I’ve been working in designing an animation system for a standard wasd movement scheme, and have been hitting a few struggles.
In this game, the perspective is top down (think isometric) and the character is always looking at the mouse.

What does this mean for animations?
Well it means that w doesn’t always mean walking forward. w could mean that we’re walking left, because the character is looking to the right.

The problem then becomes, how do we solve this for animations?
My solution was to use a blend space based on speed and direction.
Through much trial and error, it looks somewhat reasonable.
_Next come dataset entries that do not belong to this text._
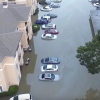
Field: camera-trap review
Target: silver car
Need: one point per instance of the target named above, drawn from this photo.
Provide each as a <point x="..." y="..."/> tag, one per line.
<point x="47" y="68"/>
<point x="48" y="26"/>
<point x="46" y="8"/>
<point x="49" y="36"/>
<point x="48" y="77"/>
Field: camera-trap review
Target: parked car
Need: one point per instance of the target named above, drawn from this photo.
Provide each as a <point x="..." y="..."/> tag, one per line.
<point x="49" y="36"/>
<point x="51" y="31"/>
<point x="50" y="60"/>
<point x="51" y="15"/>
<point x="96" y="4"/>
<point x="55" y="5"/>
<point x="47" y="68"/>
<point x="41" y="21"/>
<point x="49" y="26"/>
<point x="48" y="77"/>
<point x="56" y="1"/>
<point x="45" y="2"/>
<point x="94" y="1"/>
<point x="22" y="97"/>
<point x="46" y="8"/>
<point x="46" y="18"/>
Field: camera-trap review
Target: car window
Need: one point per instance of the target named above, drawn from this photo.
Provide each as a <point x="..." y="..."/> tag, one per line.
<point x="54" y="66"/>
<point x="52" y="76"/>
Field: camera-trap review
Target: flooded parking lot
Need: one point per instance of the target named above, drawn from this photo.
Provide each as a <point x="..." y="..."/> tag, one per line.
<point x="74" y="30"/>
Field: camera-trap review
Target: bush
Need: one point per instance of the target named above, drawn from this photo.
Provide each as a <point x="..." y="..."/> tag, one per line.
<point x="12" y="91"/>
<point x="36" y="11"/>
<point x="35" y="27"/>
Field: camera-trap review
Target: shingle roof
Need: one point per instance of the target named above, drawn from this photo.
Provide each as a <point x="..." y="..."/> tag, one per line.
<point x="95" y="17"/>
<point x="9" y="43"/>
<point x="10" y="17"/>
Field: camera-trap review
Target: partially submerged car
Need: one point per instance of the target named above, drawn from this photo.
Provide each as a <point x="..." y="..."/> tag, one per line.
<point x="49" y="36"/>
<point x="51" y="15"/>
<point x="46" y="8"/>
<point x="48" y="26"/>
<point x="48" y="77"/>
<point x="47" y="68"/>
<point x="50" y="60"/>
<point x="96" y="4"/>
<point x="22" y="97"/>
<point x="51" y="31"/>
<point x="40" y="22"/>
<point x="55" y="5"/>
<point x="45" y="2"/>
<point x="56" y="1"/>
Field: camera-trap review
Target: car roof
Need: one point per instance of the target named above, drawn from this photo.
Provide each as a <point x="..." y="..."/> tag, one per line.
<point x="47" y="75"/>
<point x="24" y="96"/>
<point x="48" y="34"/>
<point x="49" y="66"/>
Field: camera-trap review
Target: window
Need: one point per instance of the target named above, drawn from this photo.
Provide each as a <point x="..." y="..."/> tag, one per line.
<point x="19" y="77"/>
<point x="17" y="66"/>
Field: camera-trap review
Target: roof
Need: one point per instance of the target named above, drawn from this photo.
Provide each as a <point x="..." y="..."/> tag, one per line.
<point x="95" y="17"/>
<point x="9" y="43"/>
<point x="11" y="16"/>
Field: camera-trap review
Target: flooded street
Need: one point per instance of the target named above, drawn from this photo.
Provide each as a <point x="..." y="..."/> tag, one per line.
<point x="74" y="30"/>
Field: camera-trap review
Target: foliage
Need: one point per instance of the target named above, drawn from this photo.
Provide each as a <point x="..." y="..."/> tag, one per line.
<point x="12" y="91"/>
<point x="36" y="11"/>
<point x="35" y="27"/>
<point x="89" y="55"/>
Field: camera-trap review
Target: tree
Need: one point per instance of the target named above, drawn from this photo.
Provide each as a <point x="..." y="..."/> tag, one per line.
<point x="89" y="55"/>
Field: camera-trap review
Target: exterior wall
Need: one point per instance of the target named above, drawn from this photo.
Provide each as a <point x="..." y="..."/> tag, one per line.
<point x="10" y="73"/>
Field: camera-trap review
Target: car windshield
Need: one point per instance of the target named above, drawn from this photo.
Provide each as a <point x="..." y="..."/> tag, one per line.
<point x="43" y="75"/>
<point x="54" y="66"/>
<point x="47" y="59"/>
<point x="15" y="98"/>
<point x="45" y="67"/>
<point x="52" y="76"/>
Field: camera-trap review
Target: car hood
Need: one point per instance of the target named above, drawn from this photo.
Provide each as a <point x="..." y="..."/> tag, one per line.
<point x="56" y="78"/>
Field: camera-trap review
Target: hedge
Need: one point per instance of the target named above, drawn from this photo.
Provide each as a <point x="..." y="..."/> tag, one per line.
<point x="12" y="91"/>
<point x="35" y="27"/>
<point x="36" y="11"/>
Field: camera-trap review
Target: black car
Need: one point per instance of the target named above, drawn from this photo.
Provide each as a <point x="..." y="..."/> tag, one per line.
<point x="51" y="15"/>
<point x="45" y="2"/>
<point x="50" y="60"/>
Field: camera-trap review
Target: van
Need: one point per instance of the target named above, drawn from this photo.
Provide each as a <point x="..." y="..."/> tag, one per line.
<point x="22" y="97"/>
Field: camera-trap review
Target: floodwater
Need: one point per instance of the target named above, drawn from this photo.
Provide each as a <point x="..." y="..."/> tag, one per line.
<point x="74" y="30"/>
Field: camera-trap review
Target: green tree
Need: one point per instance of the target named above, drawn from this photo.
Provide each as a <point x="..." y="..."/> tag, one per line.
<point x="89" y="55"/>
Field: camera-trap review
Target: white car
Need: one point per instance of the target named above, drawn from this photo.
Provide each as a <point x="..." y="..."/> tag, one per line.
<point x="45" y="17"/>
<point x="48" y="26"/>
<point x="96" y="4"/>
<point x="46" y="8"/>
<point x="49" y="36"/>
<point x="22" y="97"/>
<point x="56" y="1"/>
<point x="47" y="68"/>
<point x="48" y="77"/>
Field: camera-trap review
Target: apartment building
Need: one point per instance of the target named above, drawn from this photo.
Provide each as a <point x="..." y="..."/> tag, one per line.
<point x="28" y="3"/>
<point x="95" y="19"/>
<point x="15" y="34"/>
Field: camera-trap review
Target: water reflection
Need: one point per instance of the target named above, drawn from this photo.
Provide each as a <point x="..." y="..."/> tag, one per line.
<point x="91" y="94"/>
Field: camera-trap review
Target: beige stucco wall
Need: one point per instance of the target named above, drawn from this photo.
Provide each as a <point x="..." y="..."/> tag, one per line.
<point x="10" y="73"/>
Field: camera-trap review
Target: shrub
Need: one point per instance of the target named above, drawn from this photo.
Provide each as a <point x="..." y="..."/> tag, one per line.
<point x="35" y="27"/>
<point x="12" y="91"/>
<point x="36" y="11"/>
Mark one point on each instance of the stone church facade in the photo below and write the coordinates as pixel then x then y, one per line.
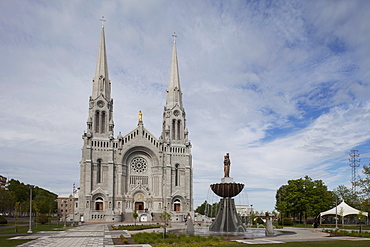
pixel 137 171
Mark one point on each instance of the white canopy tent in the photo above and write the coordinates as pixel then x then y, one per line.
pixel 343 209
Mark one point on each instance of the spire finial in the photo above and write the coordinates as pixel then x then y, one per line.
pixel 174 37
pixel 102 19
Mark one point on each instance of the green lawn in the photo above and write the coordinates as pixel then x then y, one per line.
pixel 329 226
pixel 341 243
pixel 6 242
pixel 35 228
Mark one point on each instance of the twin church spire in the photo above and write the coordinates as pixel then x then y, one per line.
pixel 100 120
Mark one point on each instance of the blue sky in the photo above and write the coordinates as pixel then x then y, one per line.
pixel 283 86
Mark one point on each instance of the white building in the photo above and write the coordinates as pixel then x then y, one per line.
pixel 136 171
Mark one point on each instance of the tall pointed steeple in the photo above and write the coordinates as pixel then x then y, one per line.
pixel 101 82
pixel 174 129
pixel 174 94
pixel 100 120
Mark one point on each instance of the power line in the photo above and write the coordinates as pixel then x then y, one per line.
pixel 354 163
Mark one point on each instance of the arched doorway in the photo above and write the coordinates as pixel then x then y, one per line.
pixel 99 204
pixel 139 206
pixel 177 205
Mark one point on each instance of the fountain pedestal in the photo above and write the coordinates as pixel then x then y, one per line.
pixel 227 219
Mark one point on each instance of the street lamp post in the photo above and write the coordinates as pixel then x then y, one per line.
pixel 30 223
pixel 336 212
pixel 65 209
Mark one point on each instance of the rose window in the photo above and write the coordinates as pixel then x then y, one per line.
pixel 138 165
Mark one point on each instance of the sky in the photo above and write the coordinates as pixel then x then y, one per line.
pixel 283 86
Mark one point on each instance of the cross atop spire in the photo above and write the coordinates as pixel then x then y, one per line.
pixel 102 21
pixel 174 37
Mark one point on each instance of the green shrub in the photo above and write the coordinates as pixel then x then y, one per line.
pixel 42 219
pixel 124 240
pixel 3 220
pixel 286 222
pixel 259 221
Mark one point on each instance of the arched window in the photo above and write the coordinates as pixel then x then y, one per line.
pixel 98 171
pixel 173 129
pixel 177 175
pixel 97 119
pixel 178 130
pixel 103 122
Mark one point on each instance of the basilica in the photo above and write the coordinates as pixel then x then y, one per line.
pixel 135 172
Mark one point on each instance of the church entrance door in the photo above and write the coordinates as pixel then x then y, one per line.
pixel 139 206
pixel 176 205
pixel 99 206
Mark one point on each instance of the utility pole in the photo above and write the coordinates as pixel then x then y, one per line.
pixel 354 163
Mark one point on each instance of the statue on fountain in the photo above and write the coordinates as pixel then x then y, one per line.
pixel 227 164
pixel 227 219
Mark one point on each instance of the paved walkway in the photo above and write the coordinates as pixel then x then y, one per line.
pixel 99 235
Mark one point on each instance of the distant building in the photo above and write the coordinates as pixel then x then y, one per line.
pixel 3 182
pixel 68 206
pixel 244 212
pixel 137 171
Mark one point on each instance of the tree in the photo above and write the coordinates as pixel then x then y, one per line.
pixel 165 217
pixel 6 201
pixel 135 215
pixel 303 198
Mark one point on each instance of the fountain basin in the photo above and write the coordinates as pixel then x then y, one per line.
pixel 227 189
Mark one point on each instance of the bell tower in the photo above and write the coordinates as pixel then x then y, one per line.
pixel 100 121
pixel 177 158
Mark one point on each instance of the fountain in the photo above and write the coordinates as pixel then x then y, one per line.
pixel 227 222
pixel 227 219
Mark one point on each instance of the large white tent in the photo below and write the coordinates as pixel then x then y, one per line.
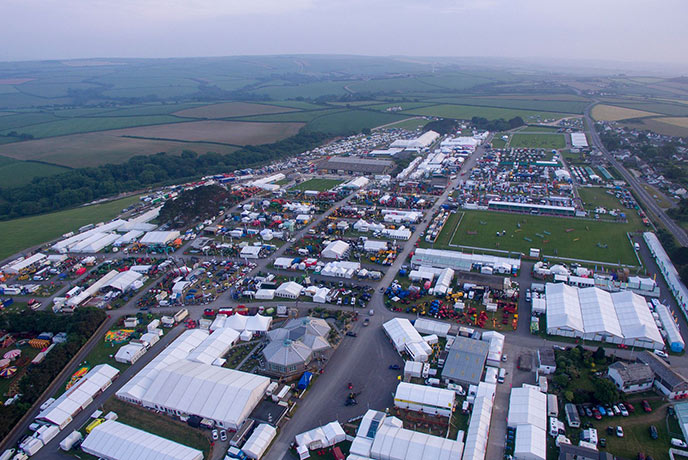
pixel 216 344
pixel 479 424
pixel 80 395
pixel 429 326
pixel 396 443
pixel 406 338
pixel 173 383
pixel 594 314
pixel 259 441
pixel 336 250
pixel 116 441
pixel 531 443
pixel 527 406
pixel 422 398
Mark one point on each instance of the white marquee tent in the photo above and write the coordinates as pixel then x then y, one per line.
pixel 116 441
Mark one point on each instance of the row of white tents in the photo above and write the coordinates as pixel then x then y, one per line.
pixel 593 314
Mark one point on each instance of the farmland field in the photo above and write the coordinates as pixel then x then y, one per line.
pixel 466 112
pixel 26 232
pixel 352 120
pixel 226 132
pixel 94 149
pixel 538 141
pixel 410 123
pixel 664 125
pixel 86 125
pixel 14 173
pixel 479 229
pixel 231 109
pixel 318 184
pixel 605 112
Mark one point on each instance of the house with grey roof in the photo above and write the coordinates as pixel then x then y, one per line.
pixel 668 381
pixel 465 361
pixel 294 346
pixel 631 377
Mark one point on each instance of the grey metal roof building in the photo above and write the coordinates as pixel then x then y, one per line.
pixel 293 346
pixel 670 382
pixel 465 361
pixel 356 165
One thing I’ve been heavily struggling on is getting the blends to not feel so chaotic or rigid sometimes. What do I mean? Well, if I do a bunch of abrupt direction changes, sometimes the animation seems to snap to the middle of another animation, or they don’t appear to quite blend right.

At the moment this blend space pretty much handles all animations.
Even if it were a state machine, it would be one state.

So I suppose I’m looking for some advice, am I doing something wrong, or could this be improved?

I’m going to include more details in a few follow-up replies.

I feel l like a video would be helpful, but wasn’t sure the best route to add one if that’s not against ToS.

Here’s a snapshot of my blendspace, you’ll notice there are 8 directions that each have a specific running animation.
Starting at 0 speed, it’s a copied idle animation, then as we go to the top speed 600 the running animations are selected. 500 was actually selected because it seemed to look slightly better for smoothing.

I have tried toying with many settings, but this is the best I’ve gotten so far.

Things tried:

  • Smoothing time, and smoothing types with various ratios.
  • Wrapping and snapping to the grids with both inputs. The current settings look the best.
  • A big improvement was when I removed walking animations (Which sat around 200 speed), this cleared up a lot of the jarring blends.
  • Creating a state machine that changes states if it detects a direction change, which all pointed to the same blend space. I figured this might be able to leverage the sync frames.
  • Needless to say the above involved me trying to set up syncs in the animation, never really got good results.

Here’s the state machine (this felt very hacky) that attempted to leverage footstep syncs.
Unfortunately I don’t even know if it worked because things still looked the same after trying this.

Each state was simply the blend space.